The set I’ve been working on offers a good opportunity for a little instructional aside.  You know how variegated yarn sometimes acts very differently from one project to the next?  I’ve got a lovely little demonstration of why.

You may recall I’m worried about running short of yarn on this project. So because I’m going to be using every inch of the yarn I have, I’m trying to be reasonably clever.  Once the cowl got to be just long enough, I put it aside on an extra needle and moved on to the hat.  The plan was to make the hat, make the mitts, then come back to the cowl and add as much length as I can with whatever yarn I have left.

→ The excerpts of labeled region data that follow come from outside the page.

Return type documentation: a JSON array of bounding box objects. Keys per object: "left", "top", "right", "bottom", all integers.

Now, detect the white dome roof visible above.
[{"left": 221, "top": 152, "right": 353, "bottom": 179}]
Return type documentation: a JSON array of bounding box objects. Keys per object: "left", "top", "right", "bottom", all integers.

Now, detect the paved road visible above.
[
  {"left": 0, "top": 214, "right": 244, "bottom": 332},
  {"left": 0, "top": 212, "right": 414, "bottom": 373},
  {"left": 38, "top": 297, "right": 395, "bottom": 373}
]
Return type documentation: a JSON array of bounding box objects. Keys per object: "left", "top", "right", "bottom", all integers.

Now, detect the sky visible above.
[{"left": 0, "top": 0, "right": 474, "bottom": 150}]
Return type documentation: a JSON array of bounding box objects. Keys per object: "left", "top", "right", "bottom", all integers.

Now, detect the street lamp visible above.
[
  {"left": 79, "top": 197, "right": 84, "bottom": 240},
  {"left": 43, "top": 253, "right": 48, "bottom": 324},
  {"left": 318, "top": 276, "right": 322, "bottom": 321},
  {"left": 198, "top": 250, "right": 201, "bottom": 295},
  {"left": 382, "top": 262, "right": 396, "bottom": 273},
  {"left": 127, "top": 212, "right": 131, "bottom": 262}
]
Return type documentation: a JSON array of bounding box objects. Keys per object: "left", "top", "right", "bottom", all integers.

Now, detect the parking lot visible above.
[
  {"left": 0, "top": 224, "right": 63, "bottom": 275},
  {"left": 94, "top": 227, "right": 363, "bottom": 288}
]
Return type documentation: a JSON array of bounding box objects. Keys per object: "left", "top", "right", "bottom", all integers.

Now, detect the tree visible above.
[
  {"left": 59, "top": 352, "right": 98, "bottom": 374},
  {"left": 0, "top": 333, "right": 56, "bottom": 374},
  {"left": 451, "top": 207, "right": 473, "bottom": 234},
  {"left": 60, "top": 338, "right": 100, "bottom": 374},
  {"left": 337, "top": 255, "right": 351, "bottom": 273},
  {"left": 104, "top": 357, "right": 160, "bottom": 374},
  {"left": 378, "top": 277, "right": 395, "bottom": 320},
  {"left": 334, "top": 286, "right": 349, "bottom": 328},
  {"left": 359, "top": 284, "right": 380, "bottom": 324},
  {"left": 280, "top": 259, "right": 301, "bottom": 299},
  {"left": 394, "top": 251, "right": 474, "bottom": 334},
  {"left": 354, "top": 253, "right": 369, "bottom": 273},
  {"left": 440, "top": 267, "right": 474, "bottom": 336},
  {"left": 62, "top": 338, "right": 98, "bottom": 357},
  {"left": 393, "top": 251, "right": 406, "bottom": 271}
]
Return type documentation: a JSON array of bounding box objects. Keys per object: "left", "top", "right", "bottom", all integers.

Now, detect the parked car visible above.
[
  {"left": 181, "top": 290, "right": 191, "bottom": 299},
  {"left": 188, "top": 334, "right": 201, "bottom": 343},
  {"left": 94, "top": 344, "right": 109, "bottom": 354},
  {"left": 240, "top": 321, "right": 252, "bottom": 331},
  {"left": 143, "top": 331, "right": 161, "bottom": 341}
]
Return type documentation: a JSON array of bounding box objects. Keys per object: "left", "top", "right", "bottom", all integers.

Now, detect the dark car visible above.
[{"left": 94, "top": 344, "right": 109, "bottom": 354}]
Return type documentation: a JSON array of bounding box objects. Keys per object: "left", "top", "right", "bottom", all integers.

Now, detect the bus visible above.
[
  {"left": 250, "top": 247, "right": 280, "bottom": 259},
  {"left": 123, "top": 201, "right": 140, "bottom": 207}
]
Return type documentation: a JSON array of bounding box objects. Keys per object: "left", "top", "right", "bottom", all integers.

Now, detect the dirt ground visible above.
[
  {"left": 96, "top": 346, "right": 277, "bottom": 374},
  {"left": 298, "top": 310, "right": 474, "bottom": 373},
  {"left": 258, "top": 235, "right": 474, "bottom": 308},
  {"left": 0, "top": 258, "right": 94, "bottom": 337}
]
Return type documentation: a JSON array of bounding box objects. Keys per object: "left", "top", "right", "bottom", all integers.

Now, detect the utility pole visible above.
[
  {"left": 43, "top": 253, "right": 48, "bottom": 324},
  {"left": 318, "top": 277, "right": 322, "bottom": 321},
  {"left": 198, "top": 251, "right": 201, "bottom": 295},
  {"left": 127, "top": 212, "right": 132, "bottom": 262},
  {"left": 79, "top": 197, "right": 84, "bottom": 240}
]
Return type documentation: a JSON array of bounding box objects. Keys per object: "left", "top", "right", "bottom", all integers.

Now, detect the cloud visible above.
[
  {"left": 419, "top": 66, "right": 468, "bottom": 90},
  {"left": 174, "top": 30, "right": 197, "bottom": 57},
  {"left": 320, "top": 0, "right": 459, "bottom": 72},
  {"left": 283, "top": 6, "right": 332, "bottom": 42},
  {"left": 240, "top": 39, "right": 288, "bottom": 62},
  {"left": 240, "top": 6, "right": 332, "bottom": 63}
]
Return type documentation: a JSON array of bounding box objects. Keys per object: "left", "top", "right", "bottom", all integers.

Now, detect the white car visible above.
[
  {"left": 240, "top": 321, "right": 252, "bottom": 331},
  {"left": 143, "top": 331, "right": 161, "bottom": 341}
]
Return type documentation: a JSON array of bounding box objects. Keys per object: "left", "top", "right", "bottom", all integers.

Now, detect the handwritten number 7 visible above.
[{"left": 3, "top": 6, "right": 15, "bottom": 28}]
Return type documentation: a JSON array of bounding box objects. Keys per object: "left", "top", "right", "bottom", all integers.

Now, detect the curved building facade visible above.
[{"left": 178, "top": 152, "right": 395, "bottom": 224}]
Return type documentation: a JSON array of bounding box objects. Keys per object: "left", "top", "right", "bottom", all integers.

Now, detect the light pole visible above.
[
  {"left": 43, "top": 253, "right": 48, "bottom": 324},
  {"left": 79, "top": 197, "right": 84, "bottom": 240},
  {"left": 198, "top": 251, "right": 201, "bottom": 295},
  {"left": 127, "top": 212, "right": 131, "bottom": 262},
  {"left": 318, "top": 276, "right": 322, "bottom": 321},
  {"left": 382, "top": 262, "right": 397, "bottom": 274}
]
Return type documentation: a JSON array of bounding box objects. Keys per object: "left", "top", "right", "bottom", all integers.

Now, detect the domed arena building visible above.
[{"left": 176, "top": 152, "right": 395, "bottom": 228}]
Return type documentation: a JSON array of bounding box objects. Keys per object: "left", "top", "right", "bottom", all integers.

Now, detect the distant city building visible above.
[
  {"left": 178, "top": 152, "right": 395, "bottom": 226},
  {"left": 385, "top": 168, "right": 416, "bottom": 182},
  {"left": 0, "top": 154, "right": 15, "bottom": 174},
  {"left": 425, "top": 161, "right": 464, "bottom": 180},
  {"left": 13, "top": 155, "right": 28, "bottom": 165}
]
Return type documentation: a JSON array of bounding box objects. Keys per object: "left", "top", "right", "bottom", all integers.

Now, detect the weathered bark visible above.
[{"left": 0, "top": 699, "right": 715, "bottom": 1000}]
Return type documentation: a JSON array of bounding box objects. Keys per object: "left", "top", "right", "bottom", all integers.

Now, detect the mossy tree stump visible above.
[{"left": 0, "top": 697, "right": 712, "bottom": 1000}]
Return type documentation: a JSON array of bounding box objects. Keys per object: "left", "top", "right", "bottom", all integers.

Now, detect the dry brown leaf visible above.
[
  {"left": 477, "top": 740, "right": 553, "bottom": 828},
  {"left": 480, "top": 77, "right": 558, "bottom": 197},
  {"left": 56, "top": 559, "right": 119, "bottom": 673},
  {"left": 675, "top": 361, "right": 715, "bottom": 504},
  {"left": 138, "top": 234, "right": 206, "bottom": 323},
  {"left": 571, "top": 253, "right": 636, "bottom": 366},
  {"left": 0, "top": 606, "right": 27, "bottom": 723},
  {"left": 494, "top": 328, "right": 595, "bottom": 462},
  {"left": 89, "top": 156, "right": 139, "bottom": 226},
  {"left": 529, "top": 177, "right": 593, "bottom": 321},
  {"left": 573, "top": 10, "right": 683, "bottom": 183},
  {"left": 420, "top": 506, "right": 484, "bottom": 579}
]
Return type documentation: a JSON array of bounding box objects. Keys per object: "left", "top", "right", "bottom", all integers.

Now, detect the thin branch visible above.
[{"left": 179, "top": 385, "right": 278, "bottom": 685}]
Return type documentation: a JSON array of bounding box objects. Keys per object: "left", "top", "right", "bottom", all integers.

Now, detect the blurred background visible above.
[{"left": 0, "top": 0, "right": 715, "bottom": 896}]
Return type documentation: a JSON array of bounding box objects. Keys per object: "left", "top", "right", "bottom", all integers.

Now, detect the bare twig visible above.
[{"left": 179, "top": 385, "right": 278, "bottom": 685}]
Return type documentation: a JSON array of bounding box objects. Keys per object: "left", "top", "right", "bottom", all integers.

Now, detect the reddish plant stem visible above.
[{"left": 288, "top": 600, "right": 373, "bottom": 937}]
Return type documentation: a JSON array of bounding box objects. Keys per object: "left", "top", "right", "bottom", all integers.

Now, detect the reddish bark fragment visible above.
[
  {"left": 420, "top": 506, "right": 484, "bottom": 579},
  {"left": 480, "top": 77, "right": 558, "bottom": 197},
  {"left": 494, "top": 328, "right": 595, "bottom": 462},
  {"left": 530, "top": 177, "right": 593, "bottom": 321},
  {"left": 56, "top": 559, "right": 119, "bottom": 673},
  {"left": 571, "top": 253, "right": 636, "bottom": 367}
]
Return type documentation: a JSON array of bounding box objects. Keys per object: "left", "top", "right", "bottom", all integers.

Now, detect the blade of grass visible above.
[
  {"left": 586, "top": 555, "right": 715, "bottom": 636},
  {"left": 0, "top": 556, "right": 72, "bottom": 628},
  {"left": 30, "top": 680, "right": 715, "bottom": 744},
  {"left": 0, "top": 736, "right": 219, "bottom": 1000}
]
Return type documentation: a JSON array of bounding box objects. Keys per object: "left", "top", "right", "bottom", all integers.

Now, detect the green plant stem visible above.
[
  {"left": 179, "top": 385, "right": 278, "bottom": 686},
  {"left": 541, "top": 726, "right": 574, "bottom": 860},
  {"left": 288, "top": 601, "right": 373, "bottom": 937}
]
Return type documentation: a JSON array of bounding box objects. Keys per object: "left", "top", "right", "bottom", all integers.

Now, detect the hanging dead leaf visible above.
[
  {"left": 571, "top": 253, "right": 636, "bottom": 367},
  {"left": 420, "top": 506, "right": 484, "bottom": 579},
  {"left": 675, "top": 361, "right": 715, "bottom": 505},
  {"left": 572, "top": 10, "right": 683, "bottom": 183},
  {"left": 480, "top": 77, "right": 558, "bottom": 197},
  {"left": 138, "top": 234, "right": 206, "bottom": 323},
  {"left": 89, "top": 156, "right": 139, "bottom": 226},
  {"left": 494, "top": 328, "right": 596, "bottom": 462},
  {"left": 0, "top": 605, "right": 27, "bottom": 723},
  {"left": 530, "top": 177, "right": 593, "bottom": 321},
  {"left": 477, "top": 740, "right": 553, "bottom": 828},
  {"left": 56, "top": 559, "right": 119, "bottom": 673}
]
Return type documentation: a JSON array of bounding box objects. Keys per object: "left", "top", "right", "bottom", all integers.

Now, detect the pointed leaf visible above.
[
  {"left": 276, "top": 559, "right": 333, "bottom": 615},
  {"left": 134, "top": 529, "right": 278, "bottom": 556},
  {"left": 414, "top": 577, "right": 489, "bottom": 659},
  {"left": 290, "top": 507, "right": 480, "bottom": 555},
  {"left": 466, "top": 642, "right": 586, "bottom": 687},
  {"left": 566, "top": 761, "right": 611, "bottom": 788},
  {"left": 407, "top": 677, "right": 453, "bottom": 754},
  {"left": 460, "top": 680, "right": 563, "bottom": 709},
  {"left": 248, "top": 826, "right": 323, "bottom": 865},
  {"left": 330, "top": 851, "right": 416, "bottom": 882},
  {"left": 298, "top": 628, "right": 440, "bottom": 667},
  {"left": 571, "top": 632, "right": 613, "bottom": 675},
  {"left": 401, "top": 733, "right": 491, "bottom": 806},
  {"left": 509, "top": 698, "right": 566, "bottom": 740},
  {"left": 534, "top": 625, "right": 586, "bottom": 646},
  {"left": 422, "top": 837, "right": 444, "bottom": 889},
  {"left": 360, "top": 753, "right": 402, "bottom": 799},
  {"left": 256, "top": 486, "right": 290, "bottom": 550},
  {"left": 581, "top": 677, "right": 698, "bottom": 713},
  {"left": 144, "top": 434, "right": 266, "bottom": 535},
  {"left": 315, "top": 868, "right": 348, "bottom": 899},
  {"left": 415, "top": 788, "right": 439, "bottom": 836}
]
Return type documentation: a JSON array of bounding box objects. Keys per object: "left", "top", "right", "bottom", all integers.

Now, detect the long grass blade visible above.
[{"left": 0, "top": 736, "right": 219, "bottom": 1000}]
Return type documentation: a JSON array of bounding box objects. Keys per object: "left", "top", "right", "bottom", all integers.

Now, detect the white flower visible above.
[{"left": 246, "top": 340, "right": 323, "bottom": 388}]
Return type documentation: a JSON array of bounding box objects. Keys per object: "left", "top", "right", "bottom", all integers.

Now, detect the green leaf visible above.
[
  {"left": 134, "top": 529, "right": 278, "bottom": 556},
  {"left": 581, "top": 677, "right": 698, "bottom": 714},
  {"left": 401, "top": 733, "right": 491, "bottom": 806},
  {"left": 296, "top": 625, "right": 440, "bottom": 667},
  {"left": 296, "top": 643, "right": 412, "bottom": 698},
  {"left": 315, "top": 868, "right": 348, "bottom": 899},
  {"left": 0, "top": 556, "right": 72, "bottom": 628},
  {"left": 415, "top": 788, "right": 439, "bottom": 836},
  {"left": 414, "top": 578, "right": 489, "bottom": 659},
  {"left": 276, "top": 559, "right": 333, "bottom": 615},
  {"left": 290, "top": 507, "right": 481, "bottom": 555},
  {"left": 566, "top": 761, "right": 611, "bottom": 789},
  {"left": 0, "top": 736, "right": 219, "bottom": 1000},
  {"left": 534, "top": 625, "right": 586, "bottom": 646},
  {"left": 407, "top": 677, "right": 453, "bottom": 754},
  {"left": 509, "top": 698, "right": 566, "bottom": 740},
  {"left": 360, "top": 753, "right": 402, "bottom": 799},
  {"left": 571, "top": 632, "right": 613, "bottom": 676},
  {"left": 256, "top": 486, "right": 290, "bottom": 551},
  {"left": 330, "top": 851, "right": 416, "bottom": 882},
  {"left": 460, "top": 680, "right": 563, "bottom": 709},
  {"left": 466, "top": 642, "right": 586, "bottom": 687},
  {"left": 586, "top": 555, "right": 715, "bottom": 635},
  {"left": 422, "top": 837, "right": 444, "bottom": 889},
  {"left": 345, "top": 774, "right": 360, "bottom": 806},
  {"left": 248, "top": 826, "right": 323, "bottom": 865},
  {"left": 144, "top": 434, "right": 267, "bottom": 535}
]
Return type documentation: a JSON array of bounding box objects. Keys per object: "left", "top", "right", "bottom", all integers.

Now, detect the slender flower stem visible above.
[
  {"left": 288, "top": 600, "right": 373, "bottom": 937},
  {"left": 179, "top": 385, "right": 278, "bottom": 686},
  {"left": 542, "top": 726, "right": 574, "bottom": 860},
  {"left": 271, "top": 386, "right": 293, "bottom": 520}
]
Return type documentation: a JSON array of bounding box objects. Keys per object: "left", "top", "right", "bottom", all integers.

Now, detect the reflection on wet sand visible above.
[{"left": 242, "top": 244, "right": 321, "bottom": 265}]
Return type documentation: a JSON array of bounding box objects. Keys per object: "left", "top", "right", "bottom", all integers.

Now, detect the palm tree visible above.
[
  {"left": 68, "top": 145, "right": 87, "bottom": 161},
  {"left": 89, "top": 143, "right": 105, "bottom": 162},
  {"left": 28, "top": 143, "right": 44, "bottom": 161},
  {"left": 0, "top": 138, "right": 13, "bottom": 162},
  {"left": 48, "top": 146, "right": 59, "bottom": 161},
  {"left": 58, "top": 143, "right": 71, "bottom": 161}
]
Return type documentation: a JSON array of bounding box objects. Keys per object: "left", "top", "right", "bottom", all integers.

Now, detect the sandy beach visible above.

You’ve seen the finished hat, and you saw how I made a band of the textured stitch, wrapped it around my head, picked up stitches, and started working up to make the top of the hat.  The band of textured stitches is narrower on the hat than on the cowl, and as I started knitting it, I noticed something interesting.  Let’s take a look (it’s snowy outside, hence the background being all blown out, this is an instructional shot not a glamor shot, so please bear with me).

repeatSo over on the right, we’ve got the cowl.  Look how the colors stack up in a lovely progression of orderly stripes that reach half way across the fabric.  The colors cycle in order right up the length of the piece.  Now, in the middle, we’ve got the band for the hat. (Plus a few rows of stockinette being all super curly there on the right side of the hat band.  They are the start of that ‘pick up stitches along one side bit,’ and are knit with another strand of yarn.  Just ignore them here.)  Look at how the colors stack up on this one.  Instead of making stripes, they make big solid masses of color that cycle very slowly along the length of the piece.  And over on the far left is the skein of yarn, just so you can see how the colors cycle on it.

So what’s going on?  It all has to do with the relationship between how much yarn it takes to do a row of knitting and how much yarn it takes to get through the colors on the loop of yarn.  Let’s start with the yarn.  Look at the top of the loop, right where it changes color from peach to light green.  If you follow around the loop you’ll see light green, dark green, brown, peach, and then back to light green.

On the hat band, a pair of rows (one right-side and one wrong-side) used about an inch less yarn than it takes to go through the yarn’s color progression.  So every time I worked a pair of rows, the color changes crept a bit (just about one stitch) farther across the piece.  On the cowl, a pair of rows (again, one right-side and one wrong-side) used about one and a half times as much yarn as it takes to get through the yarn’s color progression.  That led to the tidy stripes you see there.

Both effects are lovely, but if you don’t understand why they’re happening, it can be a bit perplexing.  But once you do understand it, you can use it to your advantage.  If I wanted to change how one of the pieces was cycling, I could either add or subtract stitches.  That would change the relationship between how much yarn it takes to do a pair of rows and how much yarn it takes to get through all the colors.  Just something as simple as adding an extra edging stitch on each side would make a big difference.  The cowl is 8 stitches wider than the hatband, and you see how much of a difference that makes.

For me, that sort of obsessive fiddling leads to insanity, but I do feel better knowing I could do it if I really really wanted to.